LHR has been expressed in different models not exempt from drawbacks; for instance, in human embryonic kidney cells, the expressed extracellular domain shows high affinity to hCG but remains trapped within the cells . Similarly, LHR expressed in baculovirus-infected insect cells is inactive and remains trapped in aggregate pools . The rat extracellular domain of LHR has been expressed in E. coli, with high binding affinity for hCG; however, proper folding is achieved only after laborious refolding in vitro . Additionally, in E. coli, the extracellular domain of the human receptor expressed in a chimeric fusion model, including thioredoxin reductase and glutathione reductase genes in the cloning plasmid vector, maintained the disulfide bonds of the expressed LHR extracellular domain and confirmed that regardless of the lack of glycans, the truncated receptor may show high affinity to hCG, similar to the native receptor . Nevertheless, this elegant design is still quite elaborated. More complex chimeric expression of the extracellular domain of the LH receptor has been elaborated but rather more expensive, as has been reported in CD8 lymphocyte membranes . In the present work, certain advantages of the improved technique were achieved; for instance, disulfide bonds were retained since β–mercaptoethanol was not used. Likewise, dialysis was avoided, allowing easy refolding of the protein in the repurification procedure, leaving the receptor in a friendly refolding buffer ready for future crystallization.
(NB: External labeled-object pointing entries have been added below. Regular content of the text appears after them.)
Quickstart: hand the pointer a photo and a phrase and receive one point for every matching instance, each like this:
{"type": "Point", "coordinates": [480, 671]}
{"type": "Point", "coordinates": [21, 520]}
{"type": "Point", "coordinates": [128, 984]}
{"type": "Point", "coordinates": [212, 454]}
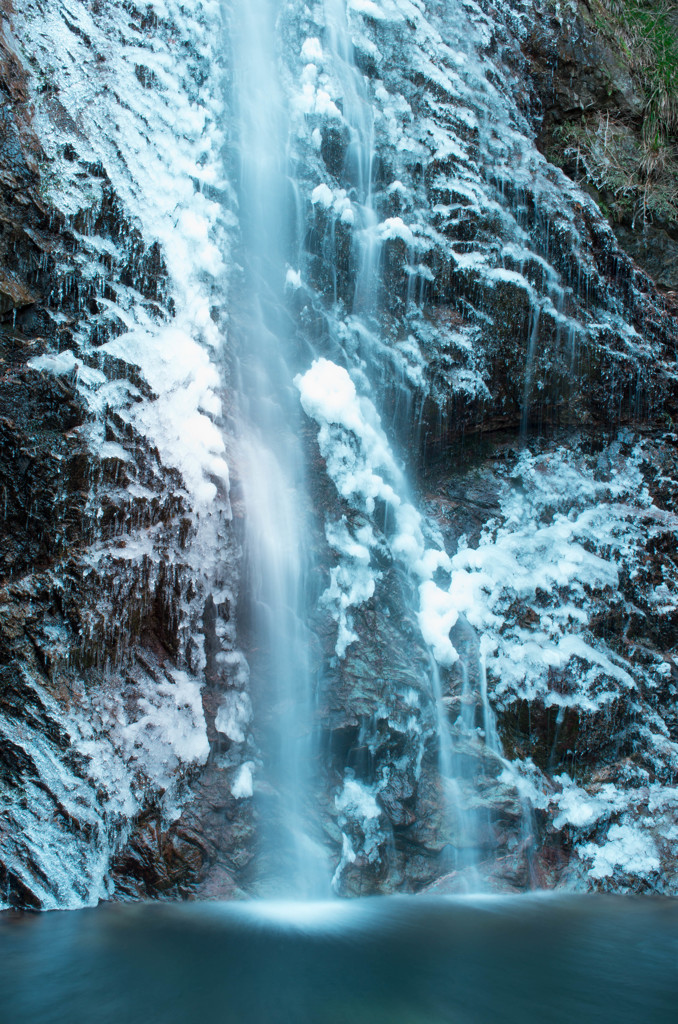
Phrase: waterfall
{"type": "Point", "coordinates": [280, 360]}
{"type": "Point", "coordinates": [269, 459]}
{"type": "Point", "coordinates": [351, 568]}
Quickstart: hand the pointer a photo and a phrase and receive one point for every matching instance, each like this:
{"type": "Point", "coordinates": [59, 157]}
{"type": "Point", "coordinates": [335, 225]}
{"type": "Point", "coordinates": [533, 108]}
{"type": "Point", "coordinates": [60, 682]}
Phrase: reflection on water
{"type": "Point", "coordinates": [388, 961]}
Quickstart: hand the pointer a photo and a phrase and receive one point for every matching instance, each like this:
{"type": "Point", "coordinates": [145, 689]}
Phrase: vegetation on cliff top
{"type": "Point", "coordinates": [632, 161]}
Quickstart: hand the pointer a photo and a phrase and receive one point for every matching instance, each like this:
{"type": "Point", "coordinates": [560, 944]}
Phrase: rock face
{"type": "Point", "coordinates": [502, 610]}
In addition to crystallization as well as molecular properties and physicochemical studies, many possibilities arise mostly in the field of biology of reproduction and the livestock industry. In our group, we are willing to test the binding of LH isoforms in the expressed extracellular LHR motive, since working with LH isoforms previously, some differences have been observed in cAMP and vascular endothelial growth factor production .
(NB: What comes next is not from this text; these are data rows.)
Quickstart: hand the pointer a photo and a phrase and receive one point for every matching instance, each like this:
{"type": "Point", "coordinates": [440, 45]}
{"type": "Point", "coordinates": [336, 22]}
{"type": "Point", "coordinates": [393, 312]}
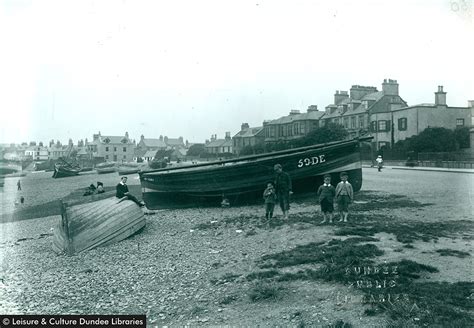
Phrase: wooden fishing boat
{"type": "Point", "coordinates": [245, 178]}
{"type": "Point", "coordinates": [96, 223]}
{"type": "Point", "coordinates": [128, 168]}
{"type": "Point", "coordinates": [62, 170]}
{"type": "Point", "coordinates": [105, 168]}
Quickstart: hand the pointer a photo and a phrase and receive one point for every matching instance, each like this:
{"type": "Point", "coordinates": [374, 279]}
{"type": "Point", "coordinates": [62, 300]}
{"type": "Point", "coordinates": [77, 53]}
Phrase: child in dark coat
{"type": "Point", "coordinates": [269, 195]}
{"type": "Point", "coordinates": [326, 194]}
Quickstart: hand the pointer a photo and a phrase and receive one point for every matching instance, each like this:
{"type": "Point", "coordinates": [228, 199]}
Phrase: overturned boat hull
{"type": "Point", "coordinates": [97, 223]}
{"type": "Point", "coordinates": [245, 178]}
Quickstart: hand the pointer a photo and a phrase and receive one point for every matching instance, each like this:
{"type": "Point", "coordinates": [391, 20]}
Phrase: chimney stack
{"type": "Point", "coordinates": [294, 112]}
{"type": "Point", "coordinates": [340, 96]}
{"type": "Point", "coordinates": [390, 87]}
{"type": "Point", "coordinates": [440, 97]}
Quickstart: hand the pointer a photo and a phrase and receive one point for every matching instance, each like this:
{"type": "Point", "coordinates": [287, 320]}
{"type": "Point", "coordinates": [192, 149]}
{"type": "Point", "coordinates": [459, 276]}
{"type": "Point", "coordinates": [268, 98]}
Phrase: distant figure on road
{"type": "Point", "coordinates": [122, 192]}
{"type": "Point", "coordinates": [326, 194]}
{"type": "Point", "coordinates": [269, 195]}
{"type": "Point", "coordinates": [379, 161]}
{"type": "Point", "coordinates": [283, 189]}
{"type": "Point", "coordinates": [344, 196]}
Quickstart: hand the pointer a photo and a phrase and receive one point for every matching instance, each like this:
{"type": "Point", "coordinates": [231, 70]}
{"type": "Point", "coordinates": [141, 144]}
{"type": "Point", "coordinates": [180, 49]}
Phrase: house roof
{"type": "Point", "coordinates": [312, 115]}
{"type": "Point", "coordinates": [250, 132]}
{"type": "Point", "coordinates": [383, 104]}
{"type": "Point", "coordinates": [112, 140]}
{"type": "Point", "coordinates": [174, 142]}
{"type": "Point", "coordinates": [215, 143]}
{"type": "Point", "coordinates": [155, 143]}
{"type": "Point", "coordinates": [150, 153]}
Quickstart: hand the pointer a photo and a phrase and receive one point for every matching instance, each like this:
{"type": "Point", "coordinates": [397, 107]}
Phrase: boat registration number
{"type": "Point", "coordinates": [312, 160]}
Briefly, in the present work, the extracellular domain of LHR was expressed successfully based on a reliable and minimal effort molecular biology strategy. The protein rLHR-bed from O aries, expressed from the lhr-bed gene, was obtained from testicular Leydig cells. BL21 competent cells and the pCOLDII vector were selected to amplify the gene. Thus, based on the current literature, we proposed the strategy of induction-solubilization-refolding and purification in a raw sample. The procedure was β-mercaptoethanol-free, and dialysis was omitted. In this way, the recombinant protein was expressed in significant amounts and ready for subsequent structural analyses. The results suggest that this strategic pathway could be applied to express almost any membrane protein effortlessly.